LC – How is your creative process?
HT – To start off my works of art, I have different creative processes. One that is inspired by my travels. Another is inspired by the culture I surround myself with. The third is my female identity which chooses to live in two cultures that reflect Western and Eastern ideologies. Most of my works use text and images. I am inspired by verses from the Holy Quran and poetic phrases that I come across. I combine both text and image to create my artwork. I also start my paintings with acrylic paint as the base for most of my paintings because it dries fast, and then I use oil paint to give it more depth. I use mixed media as well to give some texture and dimension to the works.
LC – We were attracted by your last artistic production, has the artwork presented been created for the exhibition or as a part of preexisting works?
HT – The artwork presented was created as a part of preexisting works. After my visit to South Africa and viewing the Apartheid Museum which showed the segregation between the whites and blacks. It powerfully documented the rise and fall of racial segregation in South Africa. I was inspired by this theme in two of my paintings that were showcased in this exhibit. While the other painting visually showed an eye map into the Middle East, where I was born and raised. It showed that no matter where you live and how many places you visit, the place of one’s childhood continues to influence you the most as a creative person. The DNA Rose painting is another painting that was exhibited in Venice. I painted it when I was living in Portland, Oregon in the US. Since Portland is the City of Roses, I chose the rose as a symbol of feminism as well as to represent the culture I’m surrounded by. Since my husband was studying Biomedical Informatics, the recurring image of DNA kept on appearing in his presentations. This connected me with the female identity in a symbolic format.
LC – Do you agree with our vision of art and what do you think about the theme of the exhibition?

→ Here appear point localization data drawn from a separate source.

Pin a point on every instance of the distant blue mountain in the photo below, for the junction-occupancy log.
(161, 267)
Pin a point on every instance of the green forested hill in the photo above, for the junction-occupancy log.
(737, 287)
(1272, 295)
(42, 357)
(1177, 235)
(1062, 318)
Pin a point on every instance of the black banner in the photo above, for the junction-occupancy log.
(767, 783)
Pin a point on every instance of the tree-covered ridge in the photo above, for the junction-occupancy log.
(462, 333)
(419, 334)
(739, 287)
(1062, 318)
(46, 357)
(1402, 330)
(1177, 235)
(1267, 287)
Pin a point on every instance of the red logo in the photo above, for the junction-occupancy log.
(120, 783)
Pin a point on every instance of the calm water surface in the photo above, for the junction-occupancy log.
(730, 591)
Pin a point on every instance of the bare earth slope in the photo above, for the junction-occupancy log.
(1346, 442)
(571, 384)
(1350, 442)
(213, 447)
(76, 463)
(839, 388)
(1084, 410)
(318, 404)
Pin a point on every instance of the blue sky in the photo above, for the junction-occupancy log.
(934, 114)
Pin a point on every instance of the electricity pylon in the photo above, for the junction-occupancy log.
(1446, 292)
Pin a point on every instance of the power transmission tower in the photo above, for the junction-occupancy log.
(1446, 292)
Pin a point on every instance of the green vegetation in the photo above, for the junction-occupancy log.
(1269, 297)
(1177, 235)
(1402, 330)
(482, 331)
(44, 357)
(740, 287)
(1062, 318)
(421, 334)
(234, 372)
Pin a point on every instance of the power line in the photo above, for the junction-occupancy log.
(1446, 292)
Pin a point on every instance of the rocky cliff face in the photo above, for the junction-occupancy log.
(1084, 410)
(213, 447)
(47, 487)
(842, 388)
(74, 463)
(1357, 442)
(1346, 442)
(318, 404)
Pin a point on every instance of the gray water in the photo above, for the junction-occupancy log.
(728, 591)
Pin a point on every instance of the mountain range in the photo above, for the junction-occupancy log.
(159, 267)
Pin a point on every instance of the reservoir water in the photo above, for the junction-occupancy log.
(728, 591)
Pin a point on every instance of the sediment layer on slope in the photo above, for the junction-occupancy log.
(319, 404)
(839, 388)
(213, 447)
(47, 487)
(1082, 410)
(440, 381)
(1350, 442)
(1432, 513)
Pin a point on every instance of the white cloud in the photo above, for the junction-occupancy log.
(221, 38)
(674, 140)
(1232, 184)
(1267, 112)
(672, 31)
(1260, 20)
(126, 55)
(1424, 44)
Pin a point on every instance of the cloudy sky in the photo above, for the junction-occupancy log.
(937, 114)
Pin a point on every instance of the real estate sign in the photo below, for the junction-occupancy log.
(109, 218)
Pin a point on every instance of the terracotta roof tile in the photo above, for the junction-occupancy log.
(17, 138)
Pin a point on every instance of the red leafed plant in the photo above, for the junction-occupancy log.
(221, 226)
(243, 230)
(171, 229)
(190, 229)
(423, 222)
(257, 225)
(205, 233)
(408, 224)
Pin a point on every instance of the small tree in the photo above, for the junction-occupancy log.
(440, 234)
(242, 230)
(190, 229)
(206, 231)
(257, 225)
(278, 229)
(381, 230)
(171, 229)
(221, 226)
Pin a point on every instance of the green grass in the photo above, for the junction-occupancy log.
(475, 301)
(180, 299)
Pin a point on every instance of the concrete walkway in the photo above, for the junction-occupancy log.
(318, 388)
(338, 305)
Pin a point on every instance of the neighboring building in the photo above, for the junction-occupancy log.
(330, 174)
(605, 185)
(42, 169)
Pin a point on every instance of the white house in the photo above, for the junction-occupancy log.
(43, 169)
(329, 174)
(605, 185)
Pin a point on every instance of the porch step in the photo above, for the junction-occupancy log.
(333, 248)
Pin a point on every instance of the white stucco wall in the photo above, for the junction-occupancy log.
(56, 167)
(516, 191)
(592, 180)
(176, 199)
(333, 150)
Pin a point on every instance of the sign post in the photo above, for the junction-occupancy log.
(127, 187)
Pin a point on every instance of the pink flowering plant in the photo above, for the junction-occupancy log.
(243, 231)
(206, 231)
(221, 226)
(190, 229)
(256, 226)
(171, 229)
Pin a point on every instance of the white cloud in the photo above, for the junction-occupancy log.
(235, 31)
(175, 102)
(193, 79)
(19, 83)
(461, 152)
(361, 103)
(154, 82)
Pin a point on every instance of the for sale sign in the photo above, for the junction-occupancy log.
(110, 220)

HT – Yes, I agree with your vision and the theme of the exhibit. What better place to exhibit one’s artwork than in a prestigious Art gallery in Venice that allows artists to exhibit infinite ways of expression to explore the connection between desires, needs, and fears through rituals that bring humankind to change, transform, and evolve their inner world. I think the theme of the exhibit is very essential in this evolving world.
LC – Did you enjoy cooperating with us? Is there something more we can provide to artists?
HT – Yes, I enjoyed cooperating with all the staff members and the director. Communication was very easy despite the time difference on the world clock. It was my honor to participate in this exhibit and show my work in Venice, Italy. I suggest that one of the services you can provide is to allow artists to network with other artists who explore similar themes and art media to create collaborative artwork that shares their ideas together.
LC – What do you think about ITSLIQUID Platform?
HT – ITSLIQUID is a platform for contemporary art, architecture, design and fashion. All these forms of expression interest me personally. Because my artwork has moved formally from painting towards video, performance, text, and fashion to develop a voice for Contemporary Muslim Women Artists.